I personaggi stilizzati di Keith Haring a Villa Zito «Uno degli artisti più significativi del Novecento»

Dipingeva sui muri della città e con un gesso lasciava tracce della sua arte in tutte le stazioni della metropolitana da cui passava. Più volte arrestato dalla polizia newyorkese, ripeteva che «l’arte non è un’attività elitaria riservata all’apprezzamento di pochi. L’arte è per tutti, e questo è il fine a cui voglio lavorare». Keith Haring arriva per la prima volta, a 60 anni dalla sua nascita, in Sicilia. Nell’anno di Palermo Capitale Italiana della Cultura e Manifesta 12, a Villa Zito dal 29 giugno al 16 settembre ecco Party of Life, una mostra interamente dedicata al genio della street-culture newyorkese.
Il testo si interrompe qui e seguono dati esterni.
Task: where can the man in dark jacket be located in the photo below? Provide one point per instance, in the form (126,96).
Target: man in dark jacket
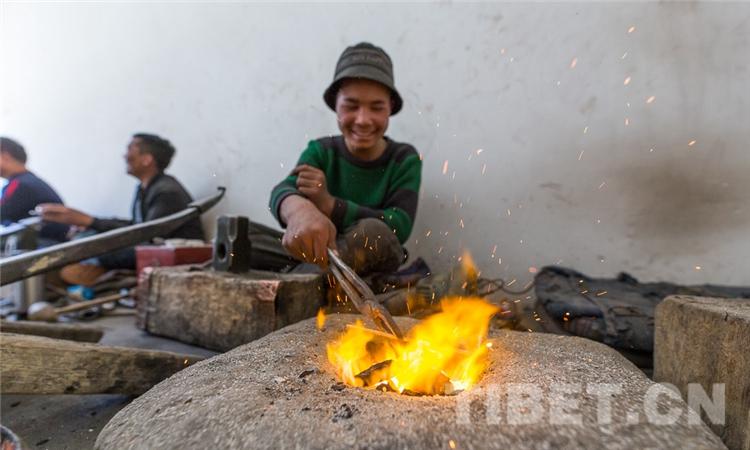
(157,195)
(25,191)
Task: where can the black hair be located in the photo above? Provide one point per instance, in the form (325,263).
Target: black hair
(161,149)
(13,148)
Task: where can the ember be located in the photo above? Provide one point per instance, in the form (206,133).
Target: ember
(444,354)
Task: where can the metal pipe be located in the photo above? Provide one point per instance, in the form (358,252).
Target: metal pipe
(28,264)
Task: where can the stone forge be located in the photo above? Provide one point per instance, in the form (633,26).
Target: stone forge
(280,392)
(705,340)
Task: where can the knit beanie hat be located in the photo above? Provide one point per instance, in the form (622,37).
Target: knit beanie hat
(367,61)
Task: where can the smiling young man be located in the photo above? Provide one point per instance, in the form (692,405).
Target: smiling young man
(157,195)
(356,192)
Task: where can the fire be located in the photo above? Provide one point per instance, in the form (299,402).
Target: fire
(445,353)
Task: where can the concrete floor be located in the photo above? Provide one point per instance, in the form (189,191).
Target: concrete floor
(74,421)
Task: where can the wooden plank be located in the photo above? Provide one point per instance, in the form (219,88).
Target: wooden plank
(71,332)
(40,365)
(220,310)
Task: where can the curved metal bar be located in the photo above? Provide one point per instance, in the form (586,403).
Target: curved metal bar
(32,263)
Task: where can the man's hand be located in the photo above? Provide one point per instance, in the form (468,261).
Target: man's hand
(54,212)
(311,181)
(309,233)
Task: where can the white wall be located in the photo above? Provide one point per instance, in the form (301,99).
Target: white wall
(238,87)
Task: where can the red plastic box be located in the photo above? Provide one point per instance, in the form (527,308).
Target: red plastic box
(167,255)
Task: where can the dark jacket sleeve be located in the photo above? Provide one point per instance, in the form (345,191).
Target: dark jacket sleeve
(13,204)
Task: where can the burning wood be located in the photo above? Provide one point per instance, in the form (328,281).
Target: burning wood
(444,354)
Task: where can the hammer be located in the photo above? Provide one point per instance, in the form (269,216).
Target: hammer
(46,312)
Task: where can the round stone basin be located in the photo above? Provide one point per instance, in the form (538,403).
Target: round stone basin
(280,392)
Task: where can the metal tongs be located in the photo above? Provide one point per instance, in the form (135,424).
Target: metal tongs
(362,296)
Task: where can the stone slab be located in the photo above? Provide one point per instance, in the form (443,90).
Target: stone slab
(280,392)
(221,310)
(707,341)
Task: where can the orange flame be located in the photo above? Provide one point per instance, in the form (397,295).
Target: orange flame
(445,353)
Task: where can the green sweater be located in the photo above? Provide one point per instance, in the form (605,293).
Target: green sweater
(386,188)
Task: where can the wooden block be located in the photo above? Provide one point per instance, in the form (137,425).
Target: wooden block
(71,332)
(40,365)
(221,310)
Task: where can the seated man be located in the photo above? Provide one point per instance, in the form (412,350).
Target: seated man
(157,195)
(356,192)
(25,191)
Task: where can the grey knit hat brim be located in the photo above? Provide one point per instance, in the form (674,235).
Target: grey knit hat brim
(376,68)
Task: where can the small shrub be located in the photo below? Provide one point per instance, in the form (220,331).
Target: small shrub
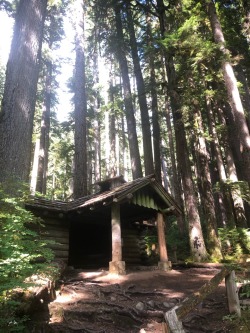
(20,249)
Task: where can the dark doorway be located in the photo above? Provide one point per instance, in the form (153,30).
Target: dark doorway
(89,245)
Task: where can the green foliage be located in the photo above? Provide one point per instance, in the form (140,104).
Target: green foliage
(234,241)
(176,242)
(22,251)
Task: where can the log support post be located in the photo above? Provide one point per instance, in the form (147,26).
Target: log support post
(164,263)
(116,266)
(232,294)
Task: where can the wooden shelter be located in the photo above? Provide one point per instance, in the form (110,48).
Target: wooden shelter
(106,228)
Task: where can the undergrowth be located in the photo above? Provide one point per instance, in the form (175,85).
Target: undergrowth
(22,252)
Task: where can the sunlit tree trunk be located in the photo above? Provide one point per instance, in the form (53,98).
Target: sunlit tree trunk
(215,146)
(197,244)
(129,109)
(112,132)
(44,135)
(80,103)
(234,98)
(145,122)
(206,193)
(233,177)
(18,103)
(154,105)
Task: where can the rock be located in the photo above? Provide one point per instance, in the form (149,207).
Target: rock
(151,303)
(168,304)
(140,306)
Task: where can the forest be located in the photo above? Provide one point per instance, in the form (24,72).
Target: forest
(158,87)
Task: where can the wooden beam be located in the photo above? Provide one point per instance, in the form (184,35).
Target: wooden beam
(232,294)
(161,237)
(116,232)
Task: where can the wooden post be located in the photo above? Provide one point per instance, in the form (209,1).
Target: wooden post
(164,263)
(116,265)
(232,295)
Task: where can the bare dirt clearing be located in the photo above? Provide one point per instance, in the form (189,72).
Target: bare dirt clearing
(97,302)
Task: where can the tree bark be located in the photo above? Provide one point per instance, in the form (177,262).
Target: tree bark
(154,106)
(80,101)
(242,130)
(197,244)
(19,98)
(206,193)
(129,109)
(145,122)
(215,148)
(44,135)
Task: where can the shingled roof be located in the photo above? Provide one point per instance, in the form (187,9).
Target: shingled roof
(121,193)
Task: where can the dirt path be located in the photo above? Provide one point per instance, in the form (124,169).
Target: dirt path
(97,302)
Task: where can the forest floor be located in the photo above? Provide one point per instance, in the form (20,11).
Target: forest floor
(97,302)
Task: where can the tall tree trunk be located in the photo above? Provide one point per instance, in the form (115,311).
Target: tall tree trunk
(246,100)
(215,146)
(197,244)
(207,199)
(128,102)
(44,135)
(96,106)
(19,98)
(232,175)
(232,92)
(80,101)
(145,123)
(112,132)
(154,106)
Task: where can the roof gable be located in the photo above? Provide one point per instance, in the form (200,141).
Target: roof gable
(146,192)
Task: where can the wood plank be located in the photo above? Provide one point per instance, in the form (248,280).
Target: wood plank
(232,294)
(161,237)
(116,233)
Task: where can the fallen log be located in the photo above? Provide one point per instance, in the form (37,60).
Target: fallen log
(174,316)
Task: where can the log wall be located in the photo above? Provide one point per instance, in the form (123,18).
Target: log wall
(56,230)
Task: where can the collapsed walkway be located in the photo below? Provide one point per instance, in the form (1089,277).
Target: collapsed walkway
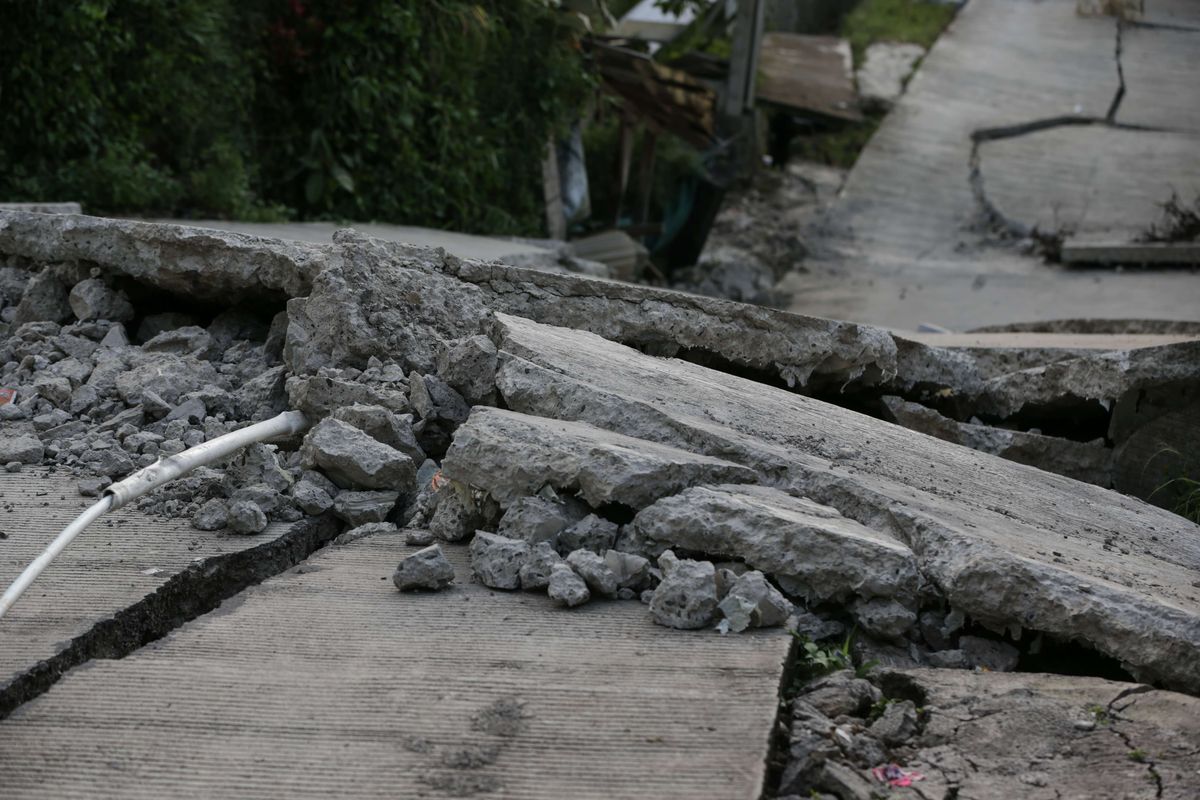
(1023,116)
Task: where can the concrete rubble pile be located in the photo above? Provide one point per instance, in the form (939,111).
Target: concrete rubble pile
(600,440)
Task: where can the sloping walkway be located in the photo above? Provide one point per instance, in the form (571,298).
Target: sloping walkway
(327,683)
(904,241)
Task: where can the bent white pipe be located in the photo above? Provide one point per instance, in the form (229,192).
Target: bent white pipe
(149,479)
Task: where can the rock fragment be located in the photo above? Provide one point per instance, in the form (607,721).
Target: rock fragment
(245,517)
(535,571)
(594,571)
(753,602)
(354,459)
(687,597)
(425,569)
(497,560)
(567,588)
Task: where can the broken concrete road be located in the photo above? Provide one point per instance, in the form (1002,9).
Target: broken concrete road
(1008,545)
(127,579)
(513,456)
(995,737)
(327,681)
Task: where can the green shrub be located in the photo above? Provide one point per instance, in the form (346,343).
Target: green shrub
(429,113)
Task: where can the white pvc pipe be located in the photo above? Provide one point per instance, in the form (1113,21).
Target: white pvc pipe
(149,479)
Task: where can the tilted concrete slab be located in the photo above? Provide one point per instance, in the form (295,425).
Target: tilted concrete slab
(126,578)
(1008,545)
(325,681)
(514,455)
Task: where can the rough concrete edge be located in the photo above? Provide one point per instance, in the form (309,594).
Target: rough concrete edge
(189,594)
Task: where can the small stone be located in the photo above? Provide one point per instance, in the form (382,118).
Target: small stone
(425,569)
(354,459)
(93,299)
(633,571)
(360,507)
(211,516)
(456,516)
(567,588)
(311,498)
(497,560)
(538,519)
(93,487)
(988,654)
(687,597)
(23,447)
(898,723)
(535,572)
(592,534)
(246,517)
(883,617)
(418,536)
(594,571)
(753,602)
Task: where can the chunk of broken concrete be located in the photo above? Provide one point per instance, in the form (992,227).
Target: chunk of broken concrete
(535,571)
(363,507)
(514,455)
(592,533)
(810,548)
(538,519)
(595,572)
(567,588)
(753,602)
(425,569)
(687,596)
(497,560)
(354,459)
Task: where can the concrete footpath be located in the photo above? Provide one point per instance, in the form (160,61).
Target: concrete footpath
(325,681)
(905,242)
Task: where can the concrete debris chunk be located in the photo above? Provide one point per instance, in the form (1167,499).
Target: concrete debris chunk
(214,515)
(22,447)
(246,517)
(456,515)
(538,519)
(425,569)
(988,654)
(595,572)
(363,507)
(883,617)
(535,572)
(354,459)
(753,602)
(687,596)
(514,455)
(383,425)
(567,588)
(592,533)
(810,548)
(468,365)
(633,571)
(497,560)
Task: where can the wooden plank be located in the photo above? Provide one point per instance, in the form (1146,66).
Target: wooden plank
(809,73)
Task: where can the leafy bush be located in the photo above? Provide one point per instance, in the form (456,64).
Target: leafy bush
(430,113)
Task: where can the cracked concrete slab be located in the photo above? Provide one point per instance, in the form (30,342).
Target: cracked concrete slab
(1011,546)
(327,681)
(514,455)
(193,262)
(903,246)
(1000,735)
(125,579)
(1092,179)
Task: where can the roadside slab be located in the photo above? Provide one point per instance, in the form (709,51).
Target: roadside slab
(325,681)
(127,578)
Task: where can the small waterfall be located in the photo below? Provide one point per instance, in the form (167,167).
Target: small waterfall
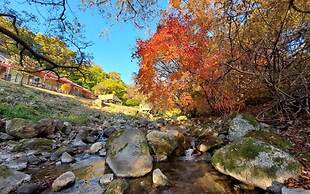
(189,152)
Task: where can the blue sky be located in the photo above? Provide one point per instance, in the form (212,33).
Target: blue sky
(113,51)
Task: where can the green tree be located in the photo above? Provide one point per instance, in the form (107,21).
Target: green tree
(109,86)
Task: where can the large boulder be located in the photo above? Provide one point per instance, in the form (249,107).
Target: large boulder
(63,181)
(21,128)
(128,153)
(47,127)
(162,144)
(240,125)
(255,162)
(117,186)
(39,144)
(11,179)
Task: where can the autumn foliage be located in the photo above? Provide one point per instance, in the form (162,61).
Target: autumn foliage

Cinquantaquattro opere, provenienti da collezioni pubbliche e private, segnate dal tratto inconfondibile di Haring. Disegni su carta, legno, tela, involucri di vinili, bags. Cinque sculture, due video proiezioni e un capo d’abbigliamento originale dell’artista. Organizzata da Contemporary Concept, in collaborazione con il Polo Museale Regionale d’Arte Moderna e Contemporanea di Palermo, Fondazione Sicilia e la Regione Siciliana, la mostra è curata da Diana Di Nuzzo. Arriva direttamente da Bologna, dove in sole due settimane ha staccato settemila biglietti.

«Un omaggio ad uno dei geni della street art – spiega Stefania Morici, di Arteventi Communication – nonostante la sua giovane e breve vita, stroncata a 31 anni dall’hiv, Haring ha invaso tutto ciò che poteva con i suoi personaggi stilizzati. Indimenticabile». Figlio di un fumettista, Haring crea un alfabeto espressivo esclusivo e originalissimo. Protagonisti dei suoi lavori personaggi semplici, omini dai colori vivi e spessi contorni neri. Figure archetipe, stilizzate: il cane con la bocca spalancata, la navicella spaziale, serpenti, mostri, televisori. «Aveva un occhio fantastico – diceva di lui lo storico membro della Pop Art, Roy Lichtenstein – Era in grado di creare un’intera opera di senso compiuto a partire da elementi apparentemente casuali. Era così arguto- E anche se non correggeva mai quel che aveva fatto, le sue composizioni erano di altissimo livello».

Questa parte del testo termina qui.